It always rains this time of year, though I'm not even sure what month it is. November, maybe.
Does it usually rain in November?
I was too young to remember what they taught us about the seasons. I must've been about 6 when the last public schools closed down.
I often fall asleep to the sound of the rain tapping on the roof of the shelter. I've gotten used to it. I could fall asleep through the sound of a blizzard,through ghostly ghasps of the ghusting wind, through hail hitting the ground; afterall, I learned to sleep through the sound of bombs and gunfire as a child, so how could a little rain keep me awake?
It can't.

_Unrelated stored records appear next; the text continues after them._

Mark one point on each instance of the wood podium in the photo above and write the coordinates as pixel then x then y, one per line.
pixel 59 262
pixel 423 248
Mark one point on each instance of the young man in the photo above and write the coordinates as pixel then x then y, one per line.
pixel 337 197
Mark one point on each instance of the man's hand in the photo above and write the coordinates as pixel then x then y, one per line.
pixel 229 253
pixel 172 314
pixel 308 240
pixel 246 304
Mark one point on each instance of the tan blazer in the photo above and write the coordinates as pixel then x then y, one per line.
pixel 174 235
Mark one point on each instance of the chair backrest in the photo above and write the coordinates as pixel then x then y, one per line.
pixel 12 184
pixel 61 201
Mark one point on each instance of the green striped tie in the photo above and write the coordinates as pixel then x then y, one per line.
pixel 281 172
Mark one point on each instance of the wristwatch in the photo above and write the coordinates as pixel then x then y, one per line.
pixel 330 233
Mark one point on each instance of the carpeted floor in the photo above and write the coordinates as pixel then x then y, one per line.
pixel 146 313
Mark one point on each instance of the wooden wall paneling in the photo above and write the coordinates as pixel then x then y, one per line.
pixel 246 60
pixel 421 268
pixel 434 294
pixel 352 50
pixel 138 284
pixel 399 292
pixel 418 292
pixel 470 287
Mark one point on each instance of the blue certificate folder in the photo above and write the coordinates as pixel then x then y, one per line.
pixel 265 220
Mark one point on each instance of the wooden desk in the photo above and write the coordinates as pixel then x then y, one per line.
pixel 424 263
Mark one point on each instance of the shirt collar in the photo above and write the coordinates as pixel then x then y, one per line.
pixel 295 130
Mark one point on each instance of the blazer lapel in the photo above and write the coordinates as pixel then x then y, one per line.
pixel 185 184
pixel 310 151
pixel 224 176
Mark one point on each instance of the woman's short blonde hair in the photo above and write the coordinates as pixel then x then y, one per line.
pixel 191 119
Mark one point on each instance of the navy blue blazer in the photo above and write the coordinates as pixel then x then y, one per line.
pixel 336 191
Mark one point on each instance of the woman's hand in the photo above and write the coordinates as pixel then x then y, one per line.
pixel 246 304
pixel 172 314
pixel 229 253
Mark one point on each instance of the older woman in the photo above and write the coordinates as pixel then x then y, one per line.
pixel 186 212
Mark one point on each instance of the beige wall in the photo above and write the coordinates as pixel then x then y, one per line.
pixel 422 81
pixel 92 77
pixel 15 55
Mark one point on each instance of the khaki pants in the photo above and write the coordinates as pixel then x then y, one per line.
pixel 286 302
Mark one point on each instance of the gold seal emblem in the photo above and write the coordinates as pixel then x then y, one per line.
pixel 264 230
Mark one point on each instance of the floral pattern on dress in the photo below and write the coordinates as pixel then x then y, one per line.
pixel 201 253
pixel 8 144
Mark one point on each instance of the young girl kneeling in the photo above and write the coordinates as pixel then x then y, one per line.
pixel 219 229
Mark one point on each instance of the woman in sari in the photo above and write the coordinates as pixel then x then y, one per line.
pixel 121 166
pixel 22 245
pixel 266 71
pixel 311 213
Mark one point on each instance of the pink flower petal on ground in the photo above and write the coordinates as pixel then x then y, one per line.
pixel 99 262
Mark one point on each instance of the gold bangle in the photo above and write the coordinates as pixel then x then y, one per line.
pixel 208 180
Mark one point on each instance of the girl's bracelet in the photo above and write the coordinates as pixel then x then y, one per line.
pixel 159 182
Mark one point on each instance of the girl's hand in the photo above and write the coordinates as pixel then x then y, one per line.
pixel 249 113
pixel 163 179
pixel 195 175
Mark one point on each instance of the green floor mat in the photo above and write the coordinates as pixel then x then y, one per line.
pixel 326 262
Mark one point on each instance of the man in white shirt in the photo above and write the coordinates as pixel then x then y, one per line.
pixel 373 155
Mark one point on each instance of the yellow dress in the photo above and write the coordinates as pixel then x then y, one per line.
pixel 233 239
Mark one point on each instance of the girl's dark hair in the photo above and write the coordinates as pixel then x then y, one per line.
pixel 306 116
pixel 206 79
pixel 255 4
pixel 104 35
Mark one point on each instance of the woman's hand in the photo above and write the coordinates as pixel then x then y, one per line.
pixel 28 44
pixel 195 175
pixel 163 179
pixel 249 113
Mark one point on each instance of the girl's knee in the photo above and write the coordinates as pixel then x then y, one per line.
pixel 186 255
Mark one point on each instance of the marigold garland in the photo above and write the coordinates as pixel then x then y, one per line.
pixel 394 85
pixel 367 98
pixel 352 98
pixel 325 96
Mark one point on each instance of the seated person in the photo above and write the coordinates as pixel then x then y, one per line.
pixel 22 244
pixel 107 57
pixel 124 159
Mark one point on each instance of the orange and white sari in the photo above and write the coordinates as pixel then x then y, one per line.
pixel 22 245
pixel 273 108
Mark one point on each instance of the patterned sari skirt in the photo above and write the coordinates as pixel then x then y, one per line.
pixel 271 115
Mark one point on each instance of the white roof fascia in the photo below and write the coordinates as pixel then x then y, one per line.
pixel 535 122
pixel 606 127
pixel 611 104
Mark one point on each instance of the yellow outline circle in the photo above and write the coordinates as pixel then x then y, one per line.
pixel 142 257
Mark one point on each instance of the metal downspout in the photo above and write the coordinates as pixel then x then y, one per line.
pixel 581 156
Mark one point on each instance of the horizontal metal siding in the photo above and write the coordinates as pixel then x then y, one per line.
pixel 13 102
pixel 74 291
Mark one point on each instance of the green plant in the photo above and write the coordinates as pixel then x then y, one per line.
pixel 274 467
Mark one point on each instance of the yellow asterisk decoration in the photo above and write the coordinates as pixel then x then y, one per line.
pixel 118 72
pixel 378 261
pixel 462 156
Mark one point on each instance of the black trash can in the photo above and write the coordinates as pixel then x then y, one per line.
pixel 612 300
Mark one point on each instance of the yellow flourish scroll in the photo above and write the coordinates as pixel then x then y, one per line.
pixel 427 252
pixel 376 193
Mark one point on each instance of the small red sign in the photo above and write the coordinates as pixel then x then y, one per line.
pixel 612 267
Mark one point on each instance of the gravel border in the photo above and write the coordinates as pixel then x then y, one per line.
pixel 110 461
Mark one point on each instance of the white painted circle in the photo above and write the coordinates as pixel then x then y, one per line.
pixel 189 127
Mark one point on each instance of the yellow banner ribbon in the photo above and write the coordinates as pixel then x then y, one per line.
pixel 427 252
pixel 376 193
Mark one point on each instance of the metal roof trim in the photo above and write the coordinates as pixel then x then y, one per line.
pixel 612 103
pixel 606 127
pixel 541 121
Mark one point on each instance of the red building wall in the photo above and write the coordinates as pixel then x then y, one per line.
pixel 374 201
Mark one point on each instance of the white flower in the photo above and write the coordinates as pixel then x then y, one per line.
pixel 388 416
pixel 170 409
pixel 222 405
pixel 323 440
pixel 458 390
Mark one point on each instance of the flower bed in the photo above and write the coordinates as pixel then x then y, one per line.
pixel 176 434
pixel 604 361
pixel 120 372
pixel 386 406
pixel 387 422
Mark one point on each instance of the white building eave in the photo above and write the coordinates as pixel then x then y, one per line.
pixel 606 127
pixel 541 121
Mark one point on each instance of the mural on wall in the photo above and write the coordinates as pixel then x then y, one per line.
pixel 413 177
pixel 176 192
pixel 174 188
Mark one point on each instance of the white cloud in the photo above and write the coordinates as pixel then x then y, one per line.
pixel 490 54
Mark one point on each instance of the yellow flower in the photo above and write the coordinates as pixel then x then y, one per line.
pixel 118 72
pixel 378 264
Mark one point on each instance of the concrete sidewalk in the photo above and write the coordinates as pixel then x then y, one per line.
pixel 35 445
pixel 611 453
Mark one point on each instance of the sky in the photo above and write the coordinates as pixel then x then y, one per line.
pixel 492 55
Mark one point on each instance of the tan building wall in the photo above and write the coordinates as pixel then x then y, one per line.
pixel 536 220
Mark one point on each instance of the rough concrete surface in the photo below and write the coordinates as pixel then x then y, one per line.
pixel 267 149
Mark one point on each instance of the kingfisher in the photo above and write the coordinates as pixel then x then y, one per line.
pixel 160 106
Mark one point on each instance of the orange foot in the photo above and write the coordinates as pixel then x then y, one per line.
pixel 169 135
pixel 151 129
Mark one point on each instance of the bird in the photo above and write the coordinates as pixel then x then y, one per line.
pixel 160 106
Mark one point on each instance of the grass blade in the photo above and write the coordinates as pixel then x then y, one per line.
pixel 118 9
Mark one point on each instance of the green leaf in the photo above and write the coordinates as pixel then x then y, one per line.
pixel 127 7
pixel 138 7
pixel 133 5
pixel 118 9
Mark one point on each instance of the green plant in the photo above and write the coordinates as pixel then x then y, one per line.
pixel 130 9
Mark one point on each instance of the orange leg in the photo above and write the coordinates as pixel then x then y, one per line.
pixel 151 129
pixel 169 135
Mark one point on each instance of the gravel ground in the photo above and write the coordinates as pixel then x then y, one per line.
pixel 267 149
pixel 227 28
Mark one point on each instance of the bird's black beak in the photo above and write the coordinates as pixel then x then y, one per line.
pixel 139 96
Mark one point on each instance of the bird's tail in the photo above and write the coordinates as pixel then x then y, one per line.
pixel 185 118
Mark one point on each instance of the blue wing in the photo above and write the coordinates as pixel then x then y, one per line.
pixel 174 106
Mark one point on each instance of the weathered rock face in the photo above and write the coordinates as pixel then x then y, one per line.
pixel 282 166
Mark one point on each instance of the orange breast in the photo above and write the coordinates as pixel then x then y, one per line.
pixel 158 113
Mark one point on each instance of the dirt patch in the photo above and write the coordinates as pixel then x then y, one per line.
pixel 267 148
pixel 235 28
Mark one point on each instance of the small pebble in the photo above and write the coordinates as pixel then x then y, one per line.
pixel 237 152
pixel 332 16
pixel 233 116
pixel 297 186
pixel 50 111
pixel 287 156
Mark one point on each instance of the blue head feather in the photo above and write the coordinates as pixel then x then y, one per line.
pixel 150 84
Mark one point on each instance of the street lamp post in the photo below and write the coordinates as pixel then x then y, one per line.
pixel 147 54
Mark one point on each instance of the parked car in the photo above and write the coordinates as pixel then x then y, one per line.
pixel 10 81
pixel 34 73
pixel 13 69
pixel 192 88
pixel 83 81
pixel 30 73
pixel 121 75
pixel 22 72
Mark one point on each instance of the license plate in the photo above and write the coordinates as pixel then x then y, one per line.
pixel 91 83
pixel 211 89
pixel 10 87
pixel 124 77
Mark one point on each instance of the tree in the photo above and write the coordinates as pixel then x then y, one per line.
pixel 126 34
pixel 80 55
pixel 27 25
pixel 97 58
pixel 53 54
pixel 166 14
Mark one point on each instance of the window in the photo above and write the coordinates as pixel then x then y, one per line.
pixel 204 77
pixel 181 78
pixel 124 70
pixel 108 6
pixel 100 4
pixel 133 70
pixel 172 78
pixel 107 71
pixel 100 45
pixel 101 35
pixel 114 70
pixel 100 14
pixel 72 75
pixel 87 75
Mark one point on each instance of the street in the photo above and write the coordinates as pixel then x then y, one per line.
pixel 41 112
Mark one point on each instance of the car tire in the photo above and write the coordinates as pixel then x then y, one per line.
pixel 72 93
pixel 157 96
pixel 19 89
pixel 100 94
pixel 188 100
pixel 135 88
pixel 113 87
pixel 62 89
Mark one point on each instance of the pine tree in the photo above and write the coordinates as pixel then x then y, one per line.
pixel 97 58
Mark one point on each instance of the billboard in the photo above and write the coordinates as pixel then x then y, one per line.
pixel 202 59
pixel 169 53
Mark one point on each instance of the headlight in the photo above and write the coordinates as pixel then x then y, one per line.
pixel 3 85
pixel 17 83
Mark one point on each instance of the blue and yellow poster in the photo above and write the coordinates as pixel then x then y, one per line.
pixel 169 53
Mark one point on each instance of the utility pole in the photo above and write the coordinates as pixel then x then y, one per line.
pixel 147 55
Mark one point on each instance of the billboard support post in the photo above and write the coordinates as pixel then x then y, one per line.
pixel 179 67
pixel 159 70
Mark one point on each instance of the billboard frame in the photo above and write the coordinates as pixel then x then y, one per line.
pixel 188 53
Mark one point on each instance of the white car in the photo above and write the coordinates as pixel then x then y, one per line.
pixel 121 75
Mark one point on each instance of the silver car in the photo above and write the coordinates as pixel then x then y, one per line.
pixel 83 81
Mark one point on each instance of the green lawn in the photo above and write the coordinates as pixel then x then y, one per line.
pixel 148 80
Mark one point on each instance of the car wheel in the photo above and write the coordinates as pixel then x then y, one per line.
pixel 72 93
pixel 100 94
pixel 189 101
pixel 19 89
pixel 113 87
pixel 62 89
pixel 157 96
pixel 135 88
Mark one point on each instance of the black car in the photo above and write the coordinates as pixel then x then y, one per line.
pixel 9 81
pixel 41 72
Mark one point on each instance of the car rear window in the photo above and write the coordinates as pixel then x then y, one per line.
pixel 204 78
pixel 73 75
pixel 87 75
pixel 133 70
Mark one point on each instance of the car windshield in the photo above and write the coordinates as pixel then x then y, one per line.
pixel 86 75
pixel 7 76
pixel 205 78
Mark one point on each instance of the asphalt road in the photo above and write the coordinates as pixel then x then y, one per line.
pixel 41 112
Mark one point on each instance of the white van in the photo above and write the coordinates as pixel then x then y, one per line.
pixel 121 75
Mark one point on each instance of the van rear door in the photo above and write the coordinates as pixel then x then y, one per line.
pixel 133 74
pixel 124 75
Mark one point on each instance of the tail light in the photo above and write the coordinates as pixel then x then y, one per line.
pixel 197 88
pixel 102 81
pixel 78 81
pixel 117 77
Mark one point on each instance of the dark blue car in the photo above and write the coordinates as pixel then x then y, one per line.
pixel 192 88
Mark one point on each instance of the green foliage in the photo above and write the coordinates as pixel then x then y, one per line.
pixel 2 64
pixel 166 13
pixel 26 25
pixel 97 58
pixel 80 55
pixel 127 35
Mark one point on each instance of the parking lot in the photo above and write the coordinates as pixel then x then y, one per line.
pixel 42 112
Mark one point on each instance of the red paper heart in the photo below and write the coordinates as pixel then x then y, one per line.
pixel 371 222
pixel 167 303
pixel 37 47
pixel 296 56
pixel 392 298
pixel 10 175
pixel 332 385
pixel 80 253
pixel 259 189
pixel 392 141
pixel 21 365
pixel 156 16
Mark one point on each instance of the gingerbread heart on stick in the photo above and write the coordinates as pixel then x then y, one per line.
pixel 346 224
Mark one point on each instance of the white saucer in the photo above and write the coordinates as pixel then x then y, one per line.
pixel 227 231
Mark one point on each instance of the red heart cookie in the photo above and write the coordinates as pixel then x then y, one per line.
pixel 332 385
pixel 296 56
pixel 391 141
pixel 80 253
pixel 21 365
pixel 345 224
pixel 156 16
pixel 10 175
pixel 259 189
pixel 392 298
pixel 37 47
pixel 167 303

So there must be something else, because though I am tired now, and it is only rain, I cannot sleep.
Even when I close my eyes, the eyes aching for some rest, it does not bring me closer to dritting into that sweet little slice of death I've come to know as sleep.
Perhaps if I make myself yawn and pretend I'm laying on a soft furry rug, facing a grand fireplace emitting a comforting warm kind-of breeze that washes over me like laying a nice hot bubble bath, with scented candles spread around the room, being intoxicated by that aroma that escapes the dying candles, melting, melting into a big mattress spread over a kingsized bed, melting under the silky smooth sheets, melting.
Melting.
Melting like the chocolate on a chocolate fondu.
Melting, just melting now.
Melting like steel after exposure to ******;
Melting like the buildings, houses, cars, the ******* ground, after the fiery armageddon of nukes fall over the cities of sleeping hummanity.
Melting like the face of a child unlucky enough to survive the explosion but to witness the fallout.
Melting like the flesh inside mass graves of irradiated, unrecognisable victims of human nature.
"Oh God" I am surprised to hear myself say as my eyes open up from such such visions of a godless world.
No, it's not the rain that keeps me awake.